Es gibt da ja auch lange nicht nur das komplett pseudowissenschaftliche auf der einen und das seriöse auf der anderen Seite, sondern ein ganzes Spektrum dazwischen. Wenn man sich ein bisschen mit der Materie befasst sollte man das leicht&schnell einordnen können, allerdings tun das (erstaunlicher weise) immernoch viel zu wenige Menschen. Auch an den Unis gibt es noch immer zahlreiche Personen in höheren Funktionen, die halt kaum das Internet kennen bzw. bedienen können. Da wird es dann halt schwierig.
Viel schlimmer finde ich persönlich aber etwas anderes, nämlich die rapide Qualitätsabnahme im Review-Prozess der etablierten und seriösen Zeitschriften.

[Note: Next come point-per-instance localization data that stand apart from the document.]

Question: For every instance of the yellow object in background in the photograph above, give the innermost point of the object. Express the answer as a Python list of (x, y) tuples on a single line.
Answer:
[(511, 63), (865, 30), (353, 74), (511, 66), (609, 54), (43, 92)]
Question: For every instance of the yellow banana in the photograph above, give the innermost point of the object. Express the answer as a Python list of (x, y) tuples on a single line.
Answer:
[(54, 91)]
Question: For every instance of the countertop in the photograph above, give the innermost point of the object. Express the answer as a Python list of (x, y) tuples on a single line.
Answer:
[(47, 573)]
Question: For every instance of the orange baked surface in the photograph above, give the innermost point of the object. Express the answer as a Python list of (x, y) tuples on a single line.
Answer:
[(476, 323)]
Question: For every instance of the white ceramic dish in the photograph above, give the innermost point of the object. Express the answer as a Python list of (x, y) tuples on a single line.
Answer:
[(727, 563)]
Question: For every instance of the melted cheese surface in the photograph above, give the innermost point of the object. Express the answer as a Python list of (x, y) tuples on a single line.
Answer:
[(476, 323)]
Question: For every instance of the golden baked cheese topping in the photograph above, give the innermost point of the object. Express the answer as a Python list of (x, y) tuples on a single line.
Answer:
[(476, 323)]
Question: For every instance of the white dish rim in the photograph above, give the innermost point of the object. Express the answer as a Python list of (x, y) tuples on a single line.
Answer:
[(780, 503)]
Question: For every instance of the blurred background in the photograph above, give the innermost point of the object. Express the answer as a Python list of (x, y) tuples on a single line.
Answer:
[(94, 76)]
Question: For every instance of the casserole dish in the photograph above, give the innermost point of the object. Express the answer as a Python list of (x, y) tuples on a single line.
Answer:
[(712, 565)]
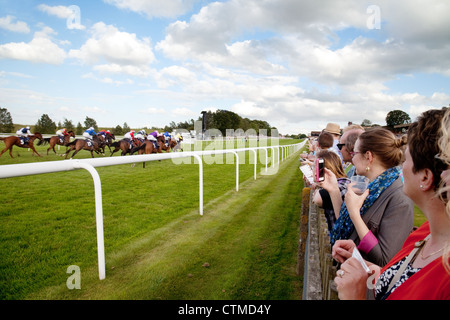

Heutzutage ist es, wie schon angemerkt, wirklich schwer geworden gute Reviewer zu finden. Nicht nur aufgrund des (idr unbezahlten) Zeitaufwandes, sondern auch durch die immer krasser werdende Spezialisierung. Es gibt für viele Publikationen ja nur noch zwei handvoll an potentiell wirklich geeigneten Reviewern, wovon dann mindestens die Hälfte als befangen einzustufen ist...
Das führt dann dazu, das m.E. die Merheit der Reviews, zumindest in meinem Fachbereich, von fachlich nicht optimal qualifizierten Reviewern durchgeführt wird. Diese nehmen sich (verständlicherweise) für ein Review zu wenig Zeit. Man sieht da wirklich oft das Kleinigkeiten kritisiert werden, aber größere Macken niemandem auffallen, oder Reviewer Sachverhalte einfach nicht richtig verstehen.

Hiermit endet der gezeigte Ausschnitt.